Melissa Manchester (foreground) sings classics and originals as part of Rubicon's ballroom dance extravaganza <em>Fascinating Rhythms</em>.
Courtesy Photo

As film director Baz Luhrmann revealed in his 1992 mockumentary Strictly Ballroom, the world of competitive ballroom dance can be at once wildly superficial and profoundly human. For those who take it no deeper, it’s all about the razzle-dazzle: the fancy tricks, the flashy costumes. Yet beneath its sometimes garish veneer, ballroom dance is, like all art forms, a humble practice, one that, at its core, depends on partnership, risk-taking, trust, and the expression of joy.

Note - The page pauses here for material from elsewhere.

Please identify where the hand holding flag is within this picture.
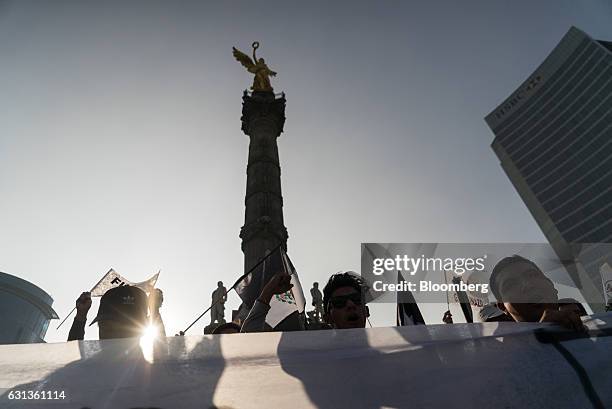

Those latter qualities are the focus of Rubicon Theatre’s premiere ballroom dance production, Fascinating Rhythms. Director Cate Caplin, award-winning vocalist Melissa Manchester, and Rubicon Theatre artistic director Karyl Lynn Burns joined forces to create this evening of spectacle, knit together through song and peppered with comedic interludes. The show opens with Manchester’s rendition of Irving Berlin’s Depression-era classic, “Let’s Face the Music and Dance,” setting a tone of optimism in the face of great challenges. It’s as if her invitation unleashes the dancers, who pour across the stage in a swirl of tuxedos and satin ball gowns: champagne, ruby, and emerald green. This cast of eight dancers keeps the numbers coming: sultry tango, peppy Lindy hop, sizzling mambo. As to be expected, the costumes by Stacie Logue are stars in their own right—beige suede, slashed in strips, forms a halter-top bikini, and there’s a yellow leotard, covered in flapper fringe and edged with rhinestones.

The removal of two rows of seating allows for an extension of the Rubicon’s stage, and every seat in this intimate house feels close to the action. The show takes advantage of this setup, using the aisles for unorthodox entrances and exits, and even planting two cast members in the audience. Broadway-style hoofers Melissa Giattino and Richard Schwartz deliver one of the evening’s highlights with their tap dance rendition of George Gershwin’s “Fascinating Rhythm,” and percussionist Emiliano Almeida gets the limelight as he circles the entire stage with his drumsticks, playing his rhythm on whatever’s close at hand.

This show’s got incredible range, from a disco-tastic “Burn, Baby, Burn” that got the audience hooting on opening night to Manchester’s soulful piano and vocals for “A Mother’s Prayer,” during which the gentleman seated next to me dabbed his eyes discreetly.

For lovers of ballroom dance, Fascinating Rhythms is a slick, polished production with all the drama and flair you’d expect. But whether or not you’re already a fan, you’ll recognize the sheer exhilaration of this kind of dancing. It’s flashy; it’s flamboyant; it’s ballroom, in all its glittering glory.